The bottom layer of gold would have a surface area of one square meter so it would take 205,000,000 newtons to deform that layer of gold (I have said the gold is in 1-kilogram bars which would be about the size of two of your fingers put together and am approximating it as one solid layer for ease of math).
To convert newtons to weight you need the formula F=ma (Newton's Second Law) so algebraically (see, I use algebra after high school), m=F/a, where "m" is mass in kilograms, "F" is force in newtons, and "a" is the acceleration. So mass equals newtons divided by acceleration. The question is, how much mass would you need to deform bottom layer of gold at 5 gees. So its m=205,000,000/5, right? Wrong! Because newtons is a kgs unit (that's kilogram, meters, seconds) and mass in in kilograms so I need to convert gees to a kgs unit. One gee is 9.80665 meters per second squared (or some say meters per second per second). That means at one gee you accelerate 9.80665 meters per second for every second you accelerate. Are you lost? Don't worry about it.
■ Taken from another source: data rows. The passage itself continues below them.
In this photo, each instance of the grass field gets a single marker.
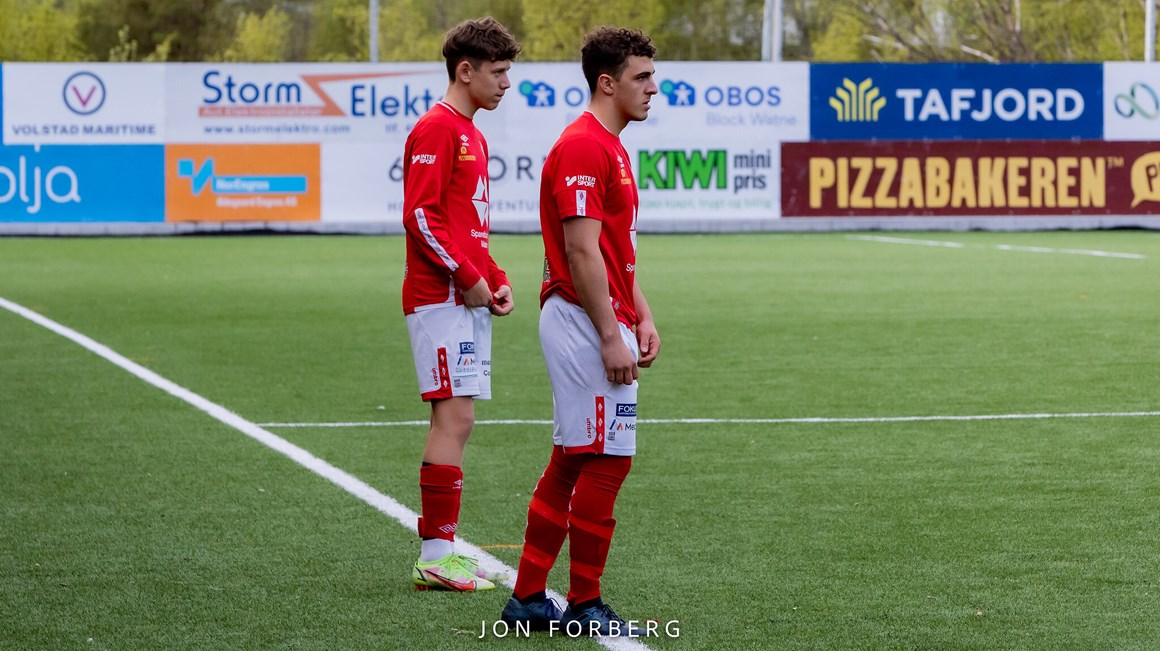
(131, 520)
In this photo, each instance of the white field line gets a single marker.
(1003, 247)
(343, 479)
(745, 420)
(908, 240)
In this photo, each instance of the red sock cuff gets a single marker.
(440, 489)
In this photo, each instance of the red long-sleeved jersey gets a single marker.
(446, 210)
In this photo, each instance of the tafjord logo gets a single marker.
(857, 102)
(237, 185)
(679, 93)
(538, 93)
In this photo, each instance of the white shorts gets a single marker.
(591, 413)
(452, 351)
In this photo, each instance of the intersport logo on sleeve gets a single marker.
(955, 101)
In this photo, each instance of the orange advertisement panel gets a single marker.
(944, 178)
(243, 183)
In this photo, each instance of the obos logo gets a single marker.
(681, 93)
(857, 102)
(541, 94)
(538, 93)
(84, 93)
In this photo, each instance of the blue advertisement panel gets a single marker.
(954, 101)
(56, 183)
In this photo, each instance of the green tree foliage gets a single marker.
(38, 30)
(338, 30)
(125, 50)
(194, 29)
(999, 30)
(260, 38)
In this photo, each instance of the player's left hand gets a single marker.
(502, 303)
(649, 342)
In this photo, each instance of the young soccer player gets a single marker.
(591, 303)
(451, 287)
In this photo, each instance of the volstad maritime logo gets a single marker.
(84, 93)
(857, 102)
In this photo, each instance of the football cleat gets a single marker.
(537, 615)
(479, 571)
(450, 572)
(599, 620)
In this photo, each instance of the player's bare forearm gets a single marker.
(647, 338)
(581, 238)
(581, 241)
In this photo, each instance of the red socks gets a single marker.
(591, 522)
(440, 487)
(548, 522)
(574, 499)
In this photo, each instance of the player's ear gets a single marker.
(604, 84)
(463, 71)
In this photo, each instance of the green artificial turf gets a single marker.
(131, 520)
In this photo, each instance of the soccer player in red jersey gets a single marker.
(451, 287)
(595, 330)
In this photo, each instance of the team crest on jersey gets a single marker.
(464, 143)
(483, 208)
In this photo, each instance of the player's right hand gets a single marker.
(620, 363)
(478, 296)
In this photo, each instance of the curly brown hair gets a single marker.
(478, 40)
(607, 50)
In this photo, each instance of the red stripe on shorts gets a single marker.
(444, 380)
(599, 443)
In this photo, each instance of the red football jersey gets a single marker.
(589, 174)
(446, 210)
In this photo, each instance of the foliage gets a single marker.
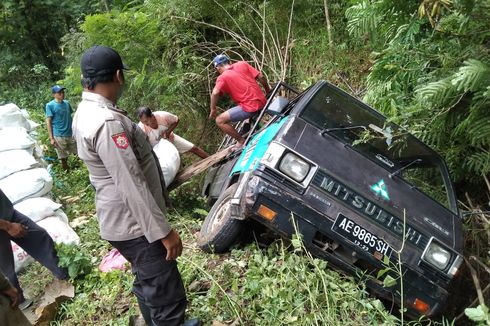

So five gees is 5 x 9.80665 = 49.03325 meters per second squared.
So the mass needed to deform gold at 5 gees is: 205,000,000/49.03325 = 4.18 million kilograms (in round terms). Or about 83 times the mass there is on top of the bottom layer of gold.
I am slightly worried that using a square meter of gold rather than numerous small gold bars is throwing off my math too much. But I have trouble believing it is different by a factor of 83. Because a gold bar only a few centimeters in surface area is going to have a correspondingly less amount of mass over it.